Wednesday, February 23, 2011

Church as Mesh: A Thought on Stewardship

Over at the Daily Dish I saw this TED talk by Lisa Gansky, author of The Mesh, about Mesh businesses:



Listening to the talk I was struck by the idea of peer-to-peer car sharing, allowing people to use my car when I'm not using it. It reminded me of my recent post regarding church giving, sharing and hospitality where I offered a few mesh-like ideas.

Here's what I'm now thinking. While my posts on church giving focused mostly on the giving, after having watched Gansky's video I'm starting to think that what churches really need isn't so much a revolution in giving as a revolution in sharing. Because when it comes down to it what was really distinctive about the early Christians was their sharing, their mesh:
All the believers were one in heart and mind. No one claimed that any of their possessions was their own, but they shared everything they had. With great power the apostles continued to testify to the resurrection of the Lord Jesus. And God’s grace was so powerfully at work in them all that there were no needy persons among them. For from time to time those who owned land or houses sold them, brought the money from the sales and put it at the apostles’ feet, and it was distributed to anyone who had need.
The phrase in Acts 4 that jumps out at me is "no one claimed that any of their possessions was their own, but shared everything they had."

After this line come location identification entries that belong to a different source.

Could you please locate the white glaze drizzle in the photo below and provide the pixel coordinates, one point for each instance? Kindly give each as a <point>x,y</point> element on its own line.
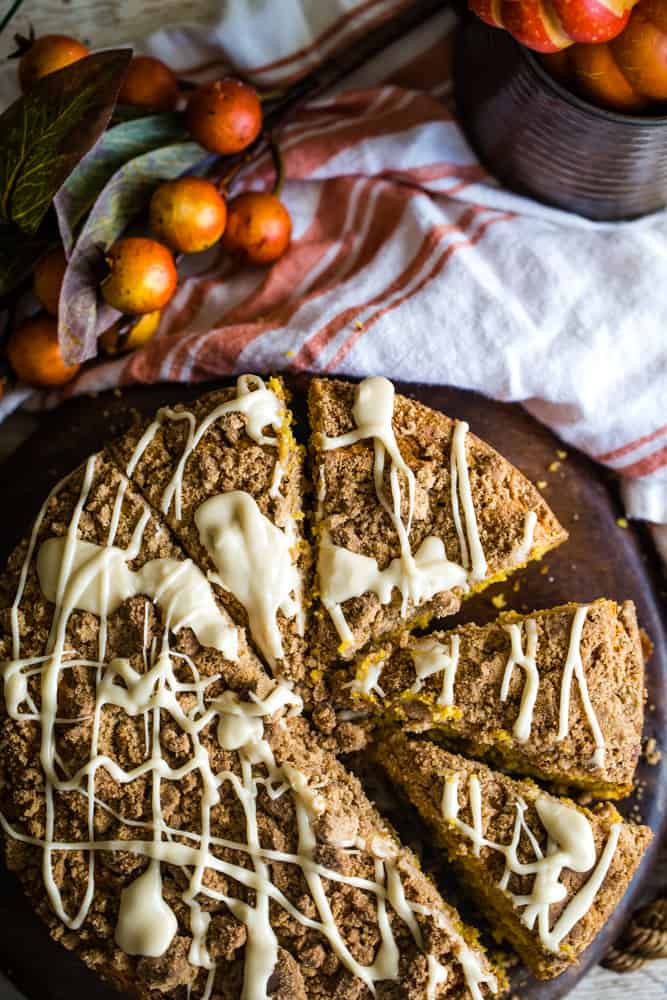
<point>570,845</point>
<point>254,561</point>
<point>432,657</point>
<point>527,661</point>
<point>146,923</point>
<point>574,667</point>
<point>368,682</point>
<point>261,408</point>
<point>472,553</point>
<point>100,580</point>
<point>530,523</point>
<point>344,574</point>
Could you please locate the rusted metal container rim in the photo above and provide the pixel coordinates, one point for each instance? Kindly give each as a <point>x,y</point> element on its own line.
<point>592,109</point>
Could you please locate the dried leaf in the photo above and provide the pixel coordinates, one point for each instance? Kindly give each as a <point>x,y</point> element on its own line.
<point>47,131</point>
<point>117,146</point>
<point>124,197</point>
<point>19,254</point>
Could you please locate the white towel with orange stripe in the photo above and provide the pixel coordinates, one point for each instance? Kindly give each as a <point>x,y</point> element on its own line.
<point>408,259</point>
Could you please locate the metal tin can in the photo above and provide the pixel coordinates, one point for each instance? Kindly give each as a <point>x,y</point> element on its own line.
<point>540,139</point>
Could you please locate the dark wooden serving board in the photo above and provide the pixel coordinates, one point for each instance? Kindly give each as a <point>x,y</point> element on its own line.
<point>600,559</point>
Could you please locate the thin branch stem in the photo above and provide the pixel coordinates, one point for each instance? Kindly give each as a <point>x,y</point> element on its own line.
<point>10,14</point>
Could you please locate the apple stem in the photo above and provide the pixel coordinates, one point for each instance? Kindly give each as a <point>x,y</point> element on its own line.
<point>279,165</point>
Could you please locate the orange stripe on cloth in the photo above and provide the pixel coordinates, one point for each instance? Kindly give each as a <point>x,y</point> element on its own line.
<point>645,466</point>
<point>626,449</point>
<point>318,342</point>
<point>275,302</point>
<point>370,231</point>
<point>342,352</point>
<point>429,68</point>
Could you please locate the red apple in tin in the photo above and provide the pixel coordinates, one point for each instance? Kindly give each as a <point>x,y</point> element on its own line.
<point>641,51</point>
<point>593,21</point>
<point>627,73</point>
<point>552,25</point>
<point>532,23</point>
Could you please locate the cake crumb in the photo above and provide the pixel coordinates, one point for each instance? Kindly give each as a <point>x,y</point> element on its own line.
<point>651,752</point>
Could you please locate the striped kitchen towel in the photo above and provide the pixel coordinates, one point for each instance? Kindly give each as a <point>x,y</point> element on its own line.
<point>409,260</point>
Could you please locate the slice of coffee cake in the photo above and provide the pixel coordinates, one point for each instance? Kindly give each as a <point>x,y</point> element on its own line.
<point>547,873</point>
<point>168,810</point>
<point>558,694</point>
<point>227,475</point>
<point>413,512</point>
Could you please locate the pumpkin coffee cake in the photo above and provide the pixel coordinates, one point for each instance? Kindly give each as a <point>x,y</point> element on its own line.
<point>170,811</point>
<point>558,694</point>
<point>413,512</point>
<point>164,802</point>
<point>547,872</point>
<point>227,475</point>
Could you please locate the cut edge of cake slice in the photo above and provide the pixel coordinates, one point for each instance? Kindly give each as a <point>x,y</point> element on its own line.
<point>227,475</point>
<point>413,513</point>
<point>557,694</point>
<point>546,872</point>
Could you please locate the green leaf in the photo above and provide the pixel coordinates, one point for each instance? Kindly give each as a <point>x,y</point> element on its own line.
<point>47,131</point>
<point>124,197</point>
<point>118,145</point>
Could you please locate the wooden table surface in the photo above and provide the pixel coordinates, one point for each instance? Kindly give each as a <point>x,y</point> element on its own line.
<point>107,22</point>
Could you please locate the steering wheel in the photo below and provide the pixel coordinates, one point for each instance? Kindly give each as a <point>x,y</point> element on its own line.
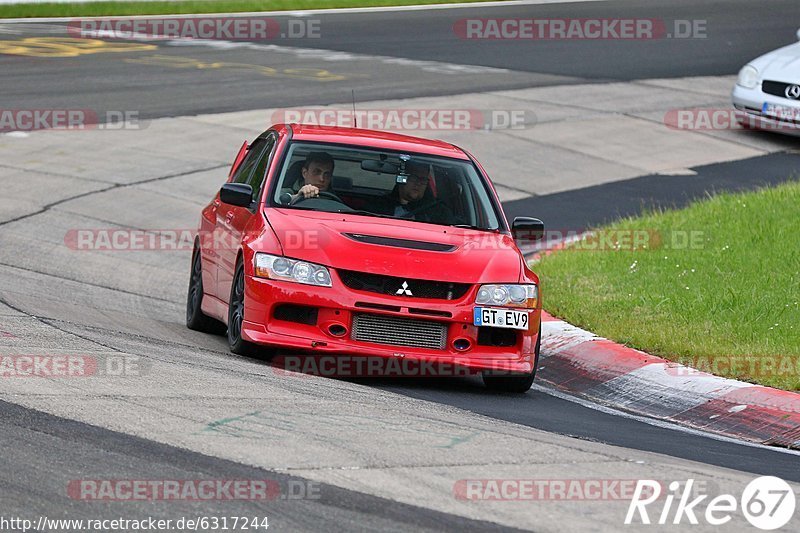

Here's why I think we need a sharing revolution at church. When we talk about our relationship to our material goods the word often used to describe that relationship is stewardship. And more often than not, when churches talk about stewardship, they mean one of two things. First, stewardship means staying out of debt and living within your means. Secondly, stewardship means taking care of your stuff. To be a good steward of, say, our church building is to take care of it.

But this is a very thin notion of stewardship. And I think sharing can help us get deeper into the mesh-like spirit of Acts 4. Specifically, sharing radically reconfigures notions of ownership. And that's the core issue with Christian stewardship. It's to be an inversion of what ownership means. This stuff isn't mine. And I don't think Sunday morning giving really gets at that dynamic the way sharing does, psychologically speaking.

In short, if we really want a church to examine how it relates to material goods we need to do more than give. Although that is a part of it all. We also need to help the church rethink ownership. And the best way to do that is to increase sharing within the church. To live the mesh.